Old Fulton New York Postcards
- Founded: 1999; 27 years ago in Fulton, Oswego County, New York, United States
- Headquarters: Fulton, Oswego County, New York, United States
- Owner: Tom Tryniski
- Number of employees: 1
- Website: fultonhistory.com

= Fultonhistory.com =

Newspaper archive

Fultonhistory.com (also known as Old Fulton New York Postcards) is an archival historic newspaper website of over 1,000 New York newspapers, along with collections from other states and Canada. As of February 2018, the website had almost 50 million scanned newspaper pages.

==History==
The large amount of content on the site, at least three times as large as the National Digital Newspaper Program's Chronicling America site as of 2013, is also notable because the site is operated by one person, Tom Tryniski, of Fulton, New York. He began running the website in 1999 with a collection of old postcards of Fulton.

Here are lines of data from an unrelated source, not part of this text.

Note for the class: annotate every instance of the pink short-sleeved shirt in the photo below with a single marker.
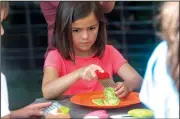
(111, 61)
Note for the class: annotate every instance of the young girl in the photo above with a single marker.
(79, 50)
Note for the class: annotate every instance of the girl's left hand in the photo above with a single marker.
(30, 111)
(121, 90)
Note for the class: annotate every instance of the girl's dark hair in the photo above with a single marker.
(68, 12)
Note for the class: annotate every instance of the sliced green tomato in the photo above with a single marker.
(112, 101)
(98, 101)
(109, 93)
(141, 113)
(64, 110)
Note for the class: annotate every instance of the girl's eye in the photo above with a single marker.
(92, 28)
(76, 30)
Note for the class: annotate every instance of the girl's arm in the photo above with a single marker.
(131, 78)
(53, 85)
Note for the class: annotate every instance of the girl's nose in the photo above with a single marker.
(85, 35)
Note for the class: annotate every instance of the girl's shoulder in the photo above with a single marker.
(54, 53)
(109, 47)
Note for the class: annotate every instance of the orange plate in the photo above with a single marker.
(86, 99)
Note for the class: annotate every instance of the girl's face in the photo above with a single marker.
(84, 34)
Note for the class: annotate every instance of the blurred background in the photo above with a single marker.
(130, 30)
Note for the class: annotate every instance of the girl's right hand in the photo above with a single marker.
(88, 72)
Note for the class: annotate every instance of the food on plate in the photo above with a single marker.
(64, 110)
(98, 101)
(61, 113)
(110, 98)
(57, 116)
(141, 113)
(111, 101)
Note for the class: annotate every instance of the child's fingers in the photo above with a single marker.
(118, 85)
(120, 91)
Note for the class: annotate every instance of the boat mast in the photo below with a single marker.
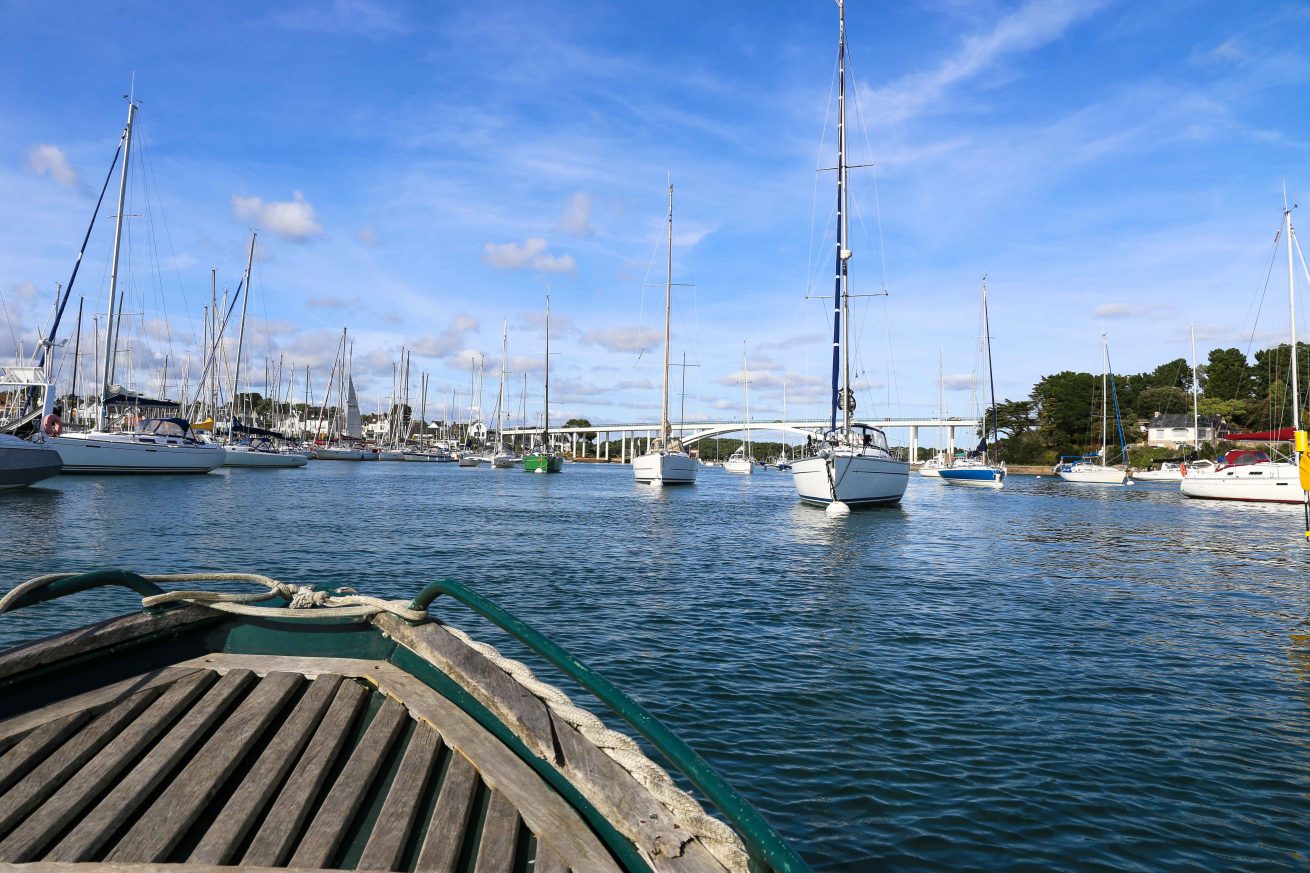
(499, 405)
(1292, 304)
(110, 333)
(545, 416)
(664, 430)
(987, 338)
(746, 396)
(840, 306)
(236, 368)
(1104, 397)
(1196, 418)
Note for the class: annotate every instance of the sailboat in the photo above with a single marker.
(1246, 475)
(157, 445)
(1091, 469)
(743, 460)
(544, 459)
(505, 456)
(666, 463)
(852, 465)
(991, 471)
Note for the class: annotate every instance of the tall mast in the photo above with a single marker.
(236, 368)
(746, 397)
(110, 333)
(1104, 397)
(1292, 304)
(1196, 418)
(840, 337)
(987, 338)
(545, 417)
(505, 365)
(664, 430)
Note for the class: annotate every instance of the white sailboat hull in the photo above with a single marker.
(739, 465)
(102, 452)
(850, 477)
(673, 468)
(324, 452)
(1091, 475)
(1272, 483)
(244, 456)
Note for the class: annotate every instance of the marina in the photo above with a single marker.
(971, 678)
(778, 611)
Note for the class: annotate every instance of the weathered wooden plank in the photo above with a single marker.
(305, 666)
(37, 746)
(280, 754)
(548, 861)
(96, 827)
(26, 840)
(487, 683)
(97, 636)
(176, 810)
(629, 805)
(394, 823)
(544, 812)
(51, 774)
(338, 809)
(96, 699)
(277, 835)
(499, 835)
(449, 817)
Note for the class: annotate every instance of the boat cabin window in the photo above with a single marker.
(173, 427)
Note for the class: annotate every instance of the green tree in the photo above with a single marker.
(582, 422)
(1228, 375)
(1162, 400)
(1063, 404)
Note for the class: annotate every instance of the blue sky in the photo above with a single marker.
(422, 172)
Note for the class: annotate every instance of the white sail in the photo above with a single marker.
(354, 424)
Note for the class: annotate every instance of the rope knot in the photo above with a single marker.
(304, 597)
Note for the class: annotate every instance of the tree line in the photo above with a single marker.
(1061, 416)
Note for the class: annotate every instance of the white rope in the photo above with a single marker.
(718, 838)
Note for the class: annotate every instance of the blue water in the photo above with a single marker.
(1051, 677)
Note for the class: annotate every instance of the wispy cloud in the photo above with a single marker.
(632, 338)
(577, 218)
(528, 254)
(1119, 311)
(368, 19)
(294, 219)
(1035, 25)
(447, 341)
(50, 160)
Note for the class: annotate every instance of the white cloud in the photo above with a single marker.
(577, 218)
(1118, 311)
(351, 17)
(634, 338)
(292, 219)
(50, 160)
(446, 342)
(528, 254)
(1036, 24)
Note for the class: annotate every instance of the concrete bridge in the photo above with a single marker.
(691, 433)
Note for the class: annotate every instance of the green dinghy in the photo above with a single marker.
(334, 732)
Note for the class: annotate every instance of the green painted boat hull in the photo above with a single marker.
(539, 463)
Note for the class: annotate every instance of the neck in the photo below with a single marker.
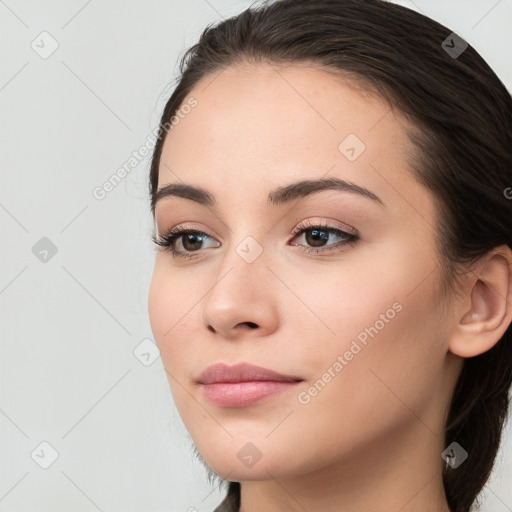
(402, 474)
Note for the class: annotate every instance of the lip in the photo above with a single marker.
(243, 384)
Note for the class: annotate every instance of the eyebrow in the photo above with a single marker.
(279, 196)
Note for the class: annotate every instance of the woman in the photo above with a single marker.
(332, 288)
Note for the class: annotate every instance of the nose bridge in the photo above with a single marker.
(240, 293)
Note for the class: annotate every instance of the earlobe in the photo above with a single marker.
(489, 314)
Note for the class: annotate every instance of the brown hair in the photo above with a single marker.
(463, 115)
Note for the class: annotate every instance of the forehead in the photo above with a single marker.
(258, 126)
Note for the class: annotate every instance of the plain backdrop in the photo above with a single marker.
(87, 421)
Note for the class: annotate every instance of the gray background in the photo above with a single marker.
(72, 323)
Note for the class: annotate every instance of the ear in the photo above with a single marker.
(486, 306)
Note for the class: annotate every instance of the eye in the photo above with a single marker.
(319, 235)
(190, 240)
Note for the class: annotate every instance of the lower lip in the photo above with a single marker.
(243, 394)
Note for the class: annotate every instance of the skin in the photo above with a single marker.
(372, 438)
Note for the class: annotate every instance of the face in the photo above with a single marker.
(336, 287)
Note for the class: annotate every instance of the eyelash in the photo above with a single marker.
(168, 239)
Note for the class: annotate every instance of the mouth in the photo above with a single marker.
(243, 384)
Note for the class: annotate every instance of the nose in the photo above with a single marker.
(243, 300)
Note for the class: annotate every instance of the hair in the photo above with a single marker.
(462, 118)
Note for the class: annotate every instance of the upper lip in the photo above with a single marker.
(242, 372)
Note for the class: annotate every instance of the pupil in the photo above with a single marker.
(315, 233)
(190, 238)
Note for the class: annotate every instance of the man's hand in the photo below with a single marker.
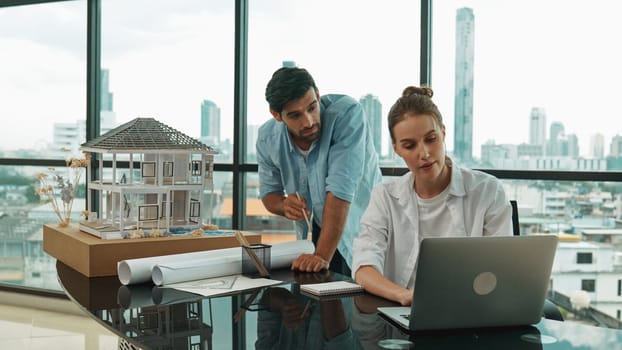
(293, 207)
(309, 263)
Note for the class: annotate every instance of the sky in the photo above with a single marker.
(166, 58)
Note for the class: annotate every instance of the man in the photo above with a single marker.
(316, 158)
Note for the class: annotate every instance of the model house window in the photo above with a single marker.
(148, 169)
(147, 212)
(163, 209)
(167, 169)
(588, 285)
(195, 167)
(584, 258)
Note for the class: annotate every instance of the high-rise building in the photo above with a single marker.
(210, 123)
(373, 110)
(106, 95)
(616, 147)
(463, 98)
(573, 145)
(251, 141)
(597, 146)
(537, 128)
(556, 135)
(108, 118)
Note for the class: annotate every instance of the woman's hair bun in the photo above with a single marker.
(418, 90)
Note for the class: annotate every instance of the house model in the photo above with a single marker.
(159, 189)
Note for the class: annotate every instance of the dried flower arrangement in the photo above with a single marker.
(59, 190)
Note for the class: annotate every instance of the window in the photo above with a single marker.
(172, 61)
(503, 88)
(167, 169)
(371, 55)
(584, 258)
(148, 169)
(43, 70)
(588, 285)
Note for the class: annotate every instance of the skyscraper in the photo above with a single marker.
(597, 146)
(615, 149)
(108, 118)
(210, 123)
(463, 98)
(537, 128)
(69, 136)
(373, 110)
(556, 136)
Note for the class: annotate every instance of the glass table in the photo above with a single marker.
(280, 317)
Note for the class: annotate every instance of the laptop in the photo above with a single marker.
(474, 282)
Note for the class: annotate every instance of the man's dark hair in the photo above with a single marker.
(287, 84)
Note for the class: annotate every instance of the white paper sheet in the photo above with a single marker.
(133, 271)
(211, 286)
(199, 265)
(228, 262)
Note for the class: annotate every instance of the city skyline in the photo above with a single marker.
(143, 75)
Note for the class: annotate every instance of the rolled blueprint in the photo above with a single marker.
(205, 264)
(225, 263)
(132, 271)
(135, 296)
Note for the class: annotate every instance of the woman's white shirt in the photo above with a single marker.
(391, 230)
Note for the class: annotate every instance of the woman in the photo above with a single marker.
(435, 198)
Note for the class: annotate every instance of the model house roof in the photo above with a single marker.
(145, 135)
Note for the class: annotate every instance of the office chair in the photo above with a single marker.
(549, 310)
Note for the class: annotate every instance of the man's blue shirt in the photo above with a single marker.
(342, 161)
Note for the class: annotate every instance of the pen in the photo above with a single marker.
(304, 311)
(304, 213)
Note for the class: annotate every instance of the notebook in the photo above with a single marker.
(473, 282)
(327, 289)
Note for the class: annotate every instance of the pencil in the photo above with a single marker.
(304, 213)
(304, 311)
(246, 246)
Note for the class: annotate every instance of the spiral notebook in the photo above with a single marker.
(335, 288)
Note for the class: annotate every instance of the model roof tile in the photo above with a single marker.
(145, 134)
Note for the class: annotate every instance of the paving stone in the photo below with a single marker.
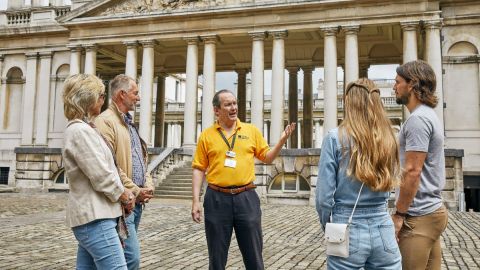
(34, 236)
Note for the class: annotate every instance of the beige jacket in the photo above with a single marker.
(111, 124)
(95, 185)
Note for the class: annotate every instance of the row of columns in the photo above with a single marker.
(352, 70)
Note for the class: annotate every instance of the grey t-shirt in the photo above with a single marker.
(422, 132)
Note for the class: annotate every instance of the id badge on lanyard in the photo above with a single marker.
(230, 154)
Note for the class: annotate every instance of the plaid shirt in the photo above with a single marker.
(138, 164)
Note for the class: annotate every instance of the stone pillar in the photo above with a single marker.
(293, 103)
(257, 91)
(131, 60)
(145, 129)
(43, 98)
(330, 67)
(75, 59)
(318, 134)
(209, 80)
(160, 111)
(409, 40)
(307, 108)
(91, 59)
(190, 113)
(351, 53)
(409, 49)
(242, 94)
(278, 85)
(29, 99)
(433, 55)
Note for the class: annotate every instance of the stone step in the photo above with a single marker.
(180, 197)
(174, 187)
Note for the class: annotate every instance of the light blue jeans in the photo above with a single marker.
(132, 246)
(372, 240)
(99, 246)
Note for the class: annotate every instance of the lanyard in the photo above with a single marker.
(226, 141)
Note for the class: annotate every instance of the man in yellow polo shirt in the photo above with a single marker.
(225, 154)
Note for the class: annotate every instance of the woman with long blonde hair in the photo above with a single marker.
(360, 159)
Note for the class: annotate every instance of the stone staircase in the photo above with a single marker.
(177, 185)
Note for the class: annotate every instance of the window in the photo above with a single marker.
(289, 183)
(4, 175)
(61, 179)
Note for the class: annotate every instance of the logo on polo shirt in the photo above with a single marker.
(242, 137)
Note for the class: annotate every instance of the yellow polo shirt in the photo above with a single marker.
(211, 151)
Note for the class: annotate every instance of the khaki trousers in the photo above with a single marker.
(420, 240)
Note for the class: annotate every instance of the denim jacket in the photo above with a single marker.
(334, 187)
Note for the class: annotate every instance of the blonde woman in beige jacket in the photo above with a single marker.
(96, 194)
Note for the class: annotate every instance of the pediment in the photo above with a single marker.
(118, 8)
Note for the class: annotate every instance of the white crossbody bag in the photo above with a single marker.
(337, 235)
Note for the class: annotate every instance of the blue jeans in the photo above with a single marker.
(372, 240)
(132, 246)
(99, 246)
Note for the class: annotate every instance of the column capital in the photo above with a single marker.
(192, 40)
(279, 34)
(292, 69)
(148, 43)
(433, 24)
(307, 69)
(131, 44)
(31, 55)
(351, 29)
(242, 71)
(90, 47)
(261, 35)
(409, 25)
(45, 55)
(329, 30)
(74, 47)
(210, 39)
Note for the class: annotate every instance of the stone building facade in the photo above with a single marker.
(40, 44)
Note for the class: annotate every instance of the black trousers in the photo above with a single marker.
(225, 212)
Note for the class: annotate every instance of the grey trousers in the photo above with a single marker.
(225, 212)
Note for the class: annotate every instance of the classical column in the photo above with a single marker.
(145, 129)
(409, 40)
(242, 94)
(433, 55)
(330, 69)
(209, 80)
(29, 99)
(191, 88)
(256, 110)
(318, 134)
(75, 59)
(91, 59)
(293, 103)
(409, 49)
(43, 98)
(307, 108)
(351, 53)
(131, 61)
(160, 111)
(278, 85)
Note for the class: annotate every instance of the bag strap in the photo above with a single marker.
(355, 206)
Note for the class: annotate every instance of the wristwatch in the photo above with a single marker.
(404, 215)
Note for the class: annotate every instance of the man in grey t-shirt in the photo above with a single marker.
(421, 217)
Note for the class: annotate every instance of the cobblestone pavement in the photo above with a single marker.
(33, 236)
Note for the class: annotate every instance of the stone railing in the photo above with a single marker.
(18, 18)
(164, 160)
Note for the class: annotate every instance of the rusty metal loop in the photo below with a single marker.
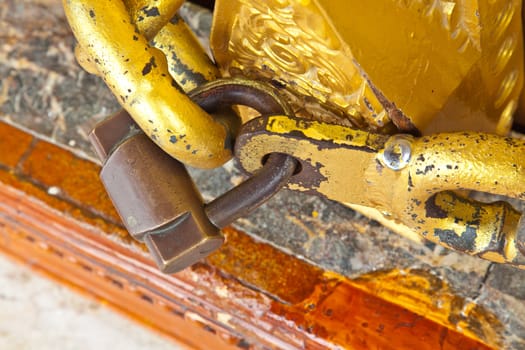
(252, 193)
(277, 170)
(221, 93)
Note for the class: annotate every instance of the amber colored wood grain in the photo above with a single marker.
(247, 295)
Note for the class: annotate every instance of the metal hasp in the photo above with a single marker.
(416, 184)
(156, 197)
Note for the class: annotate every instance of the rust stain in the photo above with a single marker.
(268, 269)
(76, 179)
(349, 317)
(426, 294)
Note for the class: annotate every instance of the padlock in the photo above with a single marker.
(154, 195)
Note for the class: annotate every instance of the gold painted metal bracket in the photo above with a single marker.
(410, 181)
(114, 39)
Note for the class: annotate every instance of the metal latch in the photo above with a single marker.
(156, 197)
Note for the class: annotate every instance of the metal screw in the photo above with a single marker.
(397, 152)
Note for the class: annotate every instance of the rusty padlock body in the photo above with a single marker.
(156, 197)
(154, 194)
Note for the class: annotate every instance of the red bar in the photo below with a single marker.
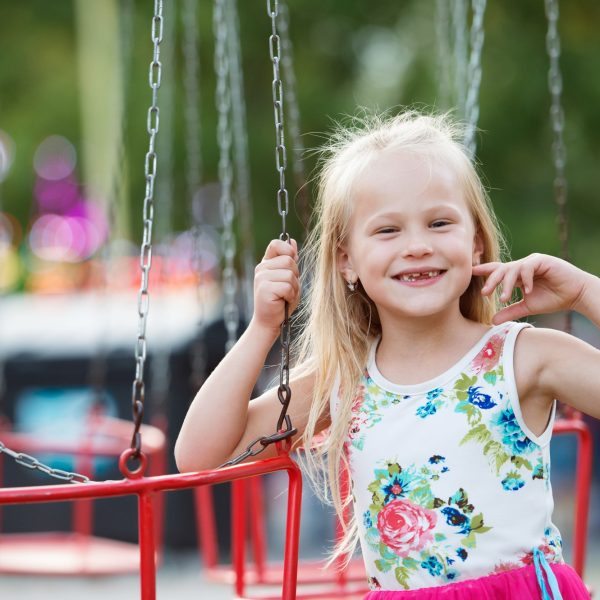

Subsequently, he scanned the entire run of the Oswego Valley News, the primary newspaper for Oswego County, New York where Fulton is located. In 2003, Tryniski purchased a microfilm scanner to expand his scanning project. As of May 2013, he is scanning approximately 250,000 pages per month.

As of December 2013, the site averaged six million page views per month. The website has retained its URL and "Old Fulton Post Cards" name despite its much expanded scope.